L'ouragan passé, le cabinet du Dr Guillaume Carrel, situé au nord de l'Île de Saint-Martin, a rapidement repris son activité. Le médecin est néanmoins en première ligne pour constater les effets d'Irma sur la population. « Je n'ai jamais prescrit autant de benzodiazépine que dans les 6 premiers mois après l'ouragan, explique-t-il. J'envoyais tous ces patients chez les psychologues. On a peu envie de parler de nouveau de l'ouragan, car cela ravive de mauvais souvenirs. Certains de mes patients ne sont pas rassurés car ils n'ont toujours pas de toit alors que la période des ouragans reprend. »

La patientèle du Dr Carrel réside principalement dans la baie orientale de l'île et le quartier du Cul-de-Sac, où vit une population de métropolitains en général plus aisés que dans le reste de Saint-Martin. Selon le médecin, la plupart de ses patients habituels sont repartis en métropole. À quel point l'île s'est-elle dépeuplée ? Il est difficile de le savoir. Les sources oscillent entre un tiers et un quart des habitants. « Il a été indiqué un chiffre de l'ordre de 7000 personnes (sur plus de 30 000 habitants N.D.L.R) qui auraient quitté le territoire à la suite d'Irma, selon le Dr Valérie Denux, toutefois l'ARS ne dispose pas de chiffres concernant les flux de retour. » On estime par ailleurs que la rentrée des classes a vu le nombre d'écoliers de l'île baisser de 10 %. Certains habitants sont rentrés ces dernières semaines, non sans problème, comme le constate le Dr Merlet : « Selon mon remplaçant (le Dr Merlet revient d'une pause après avoir frôlé le burn-out), beaucoup d'habitants sont revenus avec des troubles psychologiques liés à la date anniversaire. »
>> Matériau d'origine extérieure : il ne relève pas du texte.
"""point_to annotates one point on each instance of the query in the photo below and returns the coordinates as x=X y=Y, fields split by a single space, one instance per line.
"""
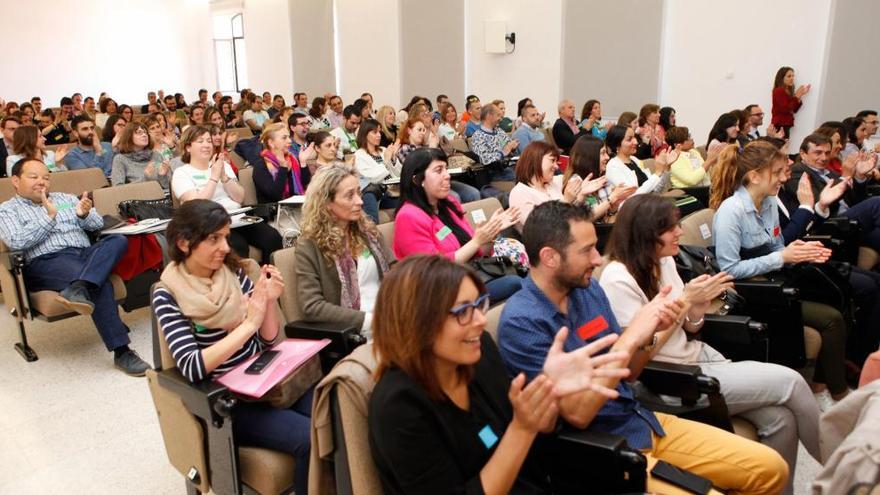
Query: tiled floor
x=71 y=423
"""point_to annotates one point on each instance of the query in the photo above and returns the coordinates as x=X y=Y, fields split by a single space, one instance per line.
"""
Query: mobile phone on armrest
x=681 y=478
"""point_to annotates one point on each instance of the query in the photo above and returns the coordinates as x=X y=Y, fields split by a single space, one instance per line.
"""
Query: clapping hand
x=702 y=290
x=84 y=206
x=48 y=204
x=575 y=371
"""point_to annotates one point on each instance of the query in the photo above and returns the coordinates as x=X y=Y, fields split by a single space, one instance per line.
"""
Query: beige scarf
x=214 y=302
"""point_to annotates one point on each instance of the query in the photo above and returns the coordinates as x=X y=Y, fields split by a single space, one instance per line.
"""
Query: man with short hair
x=298 y=123
x=151 y=100
x=334 y=115
x=473 y=108
x=756 y=119
x=8 y=124
x=530 y=129
x=301 y=103
x=89 y=151
x=203 y=98
x=255 y=117
x=50 y=228
x=58 y=131
x=277 y=106
x=490 y=144
x=560 y=240
x=347 y=132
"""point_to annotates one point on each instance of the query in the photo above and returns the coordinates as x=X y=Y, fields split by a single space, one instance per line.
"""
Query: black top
x=423 y=447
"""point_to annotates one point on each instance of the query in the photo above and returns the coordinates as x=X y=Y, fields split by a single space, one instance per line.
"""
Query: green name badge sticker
x=442 y=233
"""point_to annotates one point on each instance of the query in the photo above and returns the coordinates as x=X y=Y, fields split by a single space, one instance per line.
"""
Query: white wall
x=720 y=55
x=533 y=70
x=268 y=47
x=369 y=50
x=57 y=48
Les médecins aussi ont quitté l'île. « Sur les 8 médecins en dehors de la ville, nous ne sommes plus que 4 », explique le Dr CarrelCette difficulté d'accès au soin est « un vrai problème, surtout pour une population occultée, peu visible, très précarisée, analyse le Pr Jean-Jacques Eledjam, président de la Croix-Rouge française. En outre, les addictions se développent, en particulier chez des jeunes qui ont pu se rendre sur l'île sans avoir les moyens d'en repartir ».

Le bus santé de la Croix-Rouge réalise chaque jour plus d'une vingtaine de tests rapides d'orientation diagnostique chez des toxicomanes de Quartier d'Orléans et de Sandy Ground. « Nous sommes aussi confrontés à des insuffisant rénaux qui n'ont pas accès à la dialyse, à des hypertendus non traités… », énumère le Pr Eledjam.